The 50 greatest innovations of 2024
In 1988, we launched the Best of What's New Awards. The original list highlighted "the very things that make our lives more comfortable, more rewarding, more exciting, and more fun," to quote then-Publisher Grant A. Burnett. Now, in 2024, we continue our decades-old tradition of honoring big ideas. We even see hints of our original honorees in this year's list: Sea-Doo and Ford made both lists, 36 years apart. We're proud to bring you promising innovations--from things that make life at home easier to literal out-of-this-world explorations. This is the Best of What's New 2024. Had you asked me at the beginning of 2024 what our best gadgets list would look like, I'd have guessed it would be filled with quirky AI-driven devices like the rabbit R1 or the Humane Ai Pin. "Now with AI" is a phrase that has dominated consumer electronics in the 2020s.
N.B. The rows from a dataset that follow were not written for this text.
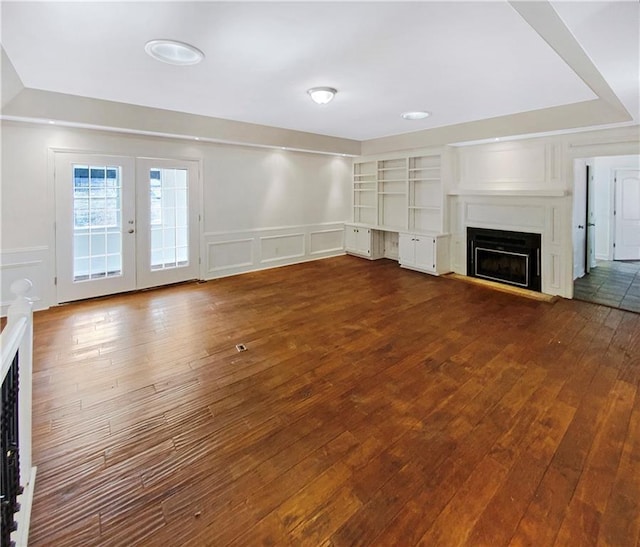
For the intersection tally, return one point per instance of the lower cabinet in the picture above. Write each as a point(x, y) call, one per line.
point(425, 253)
point(363, 241)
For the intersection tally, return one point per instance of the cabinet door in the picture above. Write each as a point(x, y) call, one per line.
point(350, 238)
point(425, 252)
point(406, 249)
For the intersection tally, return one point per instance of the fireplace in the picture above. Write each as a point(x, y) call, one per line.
point(506, 257)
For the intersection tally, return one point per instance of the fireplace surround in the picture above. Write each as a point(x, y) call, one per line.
point(504, 256)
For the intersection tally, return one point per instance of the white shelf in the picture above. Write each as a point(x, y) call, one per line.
point(551, 193)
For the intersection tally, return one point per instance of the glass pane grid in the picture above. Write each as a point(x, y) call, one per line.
point(169, 229)
point(97, 206)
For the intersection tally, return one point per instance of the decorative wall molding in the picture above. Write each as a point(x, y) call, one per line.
point(511, 166)
point(29, 262)
point(326, 241)
point(230, 253)
point(281, 247)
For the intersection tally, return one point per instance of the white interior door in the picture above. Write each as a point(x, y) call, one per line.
point(627, 217)
point(167, 221)
point(95, 246)
point(579, 217)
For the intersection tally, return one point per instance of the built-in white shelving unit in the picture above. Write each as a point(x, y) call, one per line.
point(404, 195)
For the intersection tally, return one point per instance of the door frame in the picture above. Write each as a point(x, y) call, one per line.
point(52, 151)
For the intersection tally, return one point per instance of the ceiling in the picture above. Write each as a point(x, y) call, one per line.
point(461, 61)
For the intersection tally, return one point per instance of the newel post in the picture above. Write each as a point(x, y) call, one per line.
point(21, 307)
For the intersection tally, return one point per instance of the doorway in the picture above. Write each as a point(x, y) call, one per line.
point(606, 231)
point(124, 223)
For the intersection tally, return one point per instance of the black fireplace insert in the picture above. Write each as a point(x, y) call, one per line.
point(504, 256)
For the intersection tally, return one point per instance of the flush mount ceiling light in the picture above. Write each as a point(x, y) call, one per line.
point(174, 53)
point(416, 115)
point(322, 95)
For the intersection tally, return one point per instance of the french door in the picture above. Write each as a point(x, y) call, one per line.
point(627, 217)
point(123, 224)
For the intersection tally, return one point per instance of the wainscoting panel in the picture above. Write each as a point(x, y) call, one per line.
point(230, 253)
point(31, 263)
point(281, 247)
point(225, 255)
point(324, 241)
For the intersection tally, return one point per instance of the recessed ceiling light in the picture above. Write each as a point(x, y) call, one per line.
point(174, 53)
point(416, 115)
point(322, 95)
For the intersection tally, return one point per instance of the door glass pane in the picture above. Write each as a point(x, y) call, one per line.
point(97, 230)
point(168, 195)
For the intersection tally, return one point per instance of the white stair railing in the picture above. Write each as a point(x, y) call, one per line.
point(18, 475)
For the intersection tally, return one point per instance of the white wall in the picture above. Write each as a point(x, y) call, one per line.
point(603, 175)
point(285, 206)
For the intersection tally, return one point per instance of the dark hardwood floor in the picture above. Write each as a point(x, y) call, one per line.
point(373, 406)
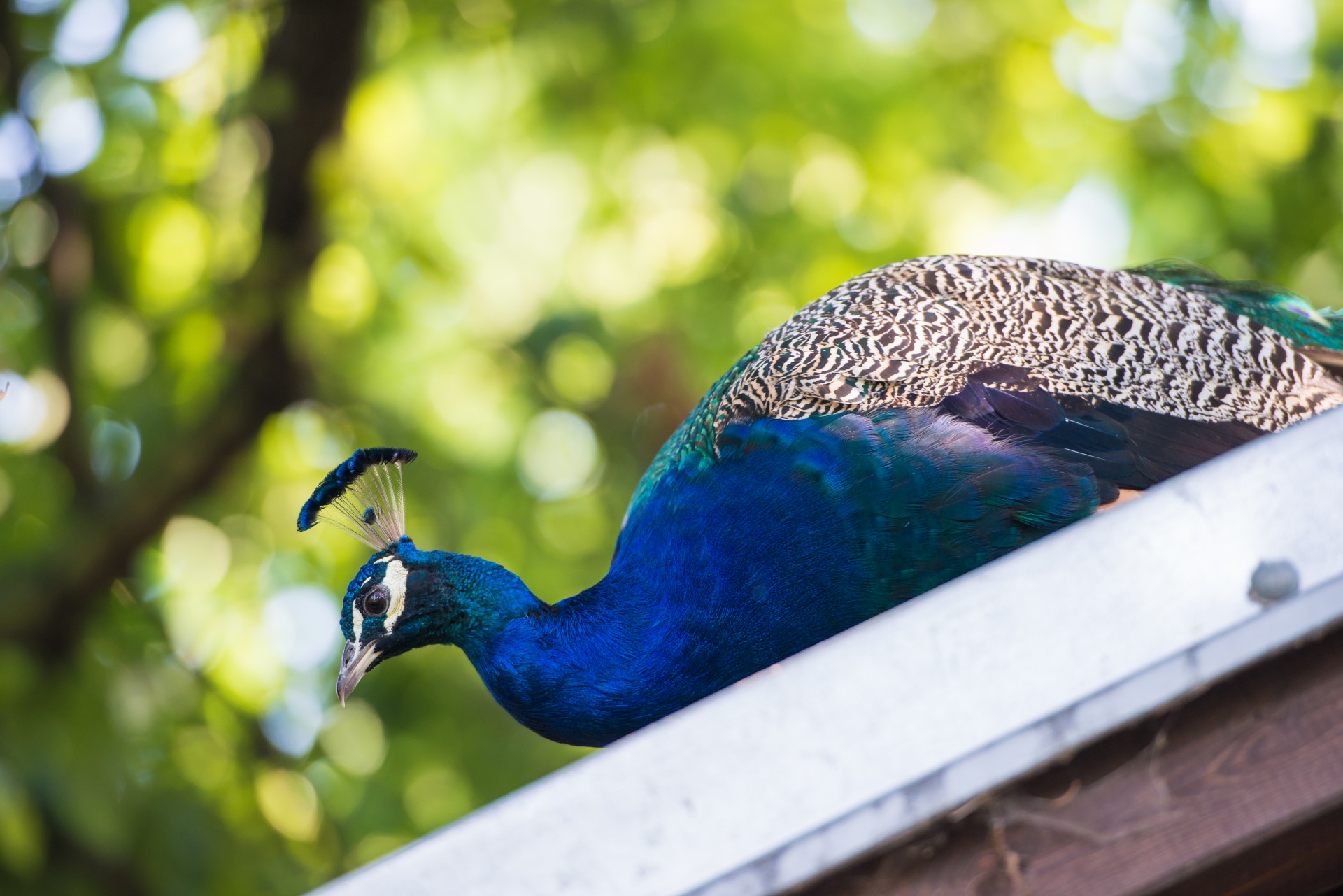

These devices promised unadulterated access to the power of neural networks in ways that would seamlessly integrate into our lives without relying on phones or smart fridges. Then, the devices came out. The software is slow and buggy, and the hardware is clunky. Maybe the stand-alone AI device will still have its year, and we'll look back and chuckle at these humble beginnings. In reality, 2024's big breakthrough came from Apple in the form of its long-rumored Vision Pro headset. The device has its own hurdles to clear, but after just a few minutes of using it, it was clear that it's something different, important, and honestly pretty amazing. The list also includes Sony's innovative pro-grade camera, the most accessible drone we've ever used, and a no-fun phone--no fun in a good way, of course. Credible rumors of Apple's VR bounced around the gadget blogs and tech sites for nearly a decade. It was consumer tech's sasquatch in that people claimed to have seen it, but no one knew if it even existed. Then, the Vision Pro emerged from the proverbial forest in February with a surprising design and a massive 3,500 price tag. It also came toting a new R-series chip and a dedicated OS meant for spatial computing.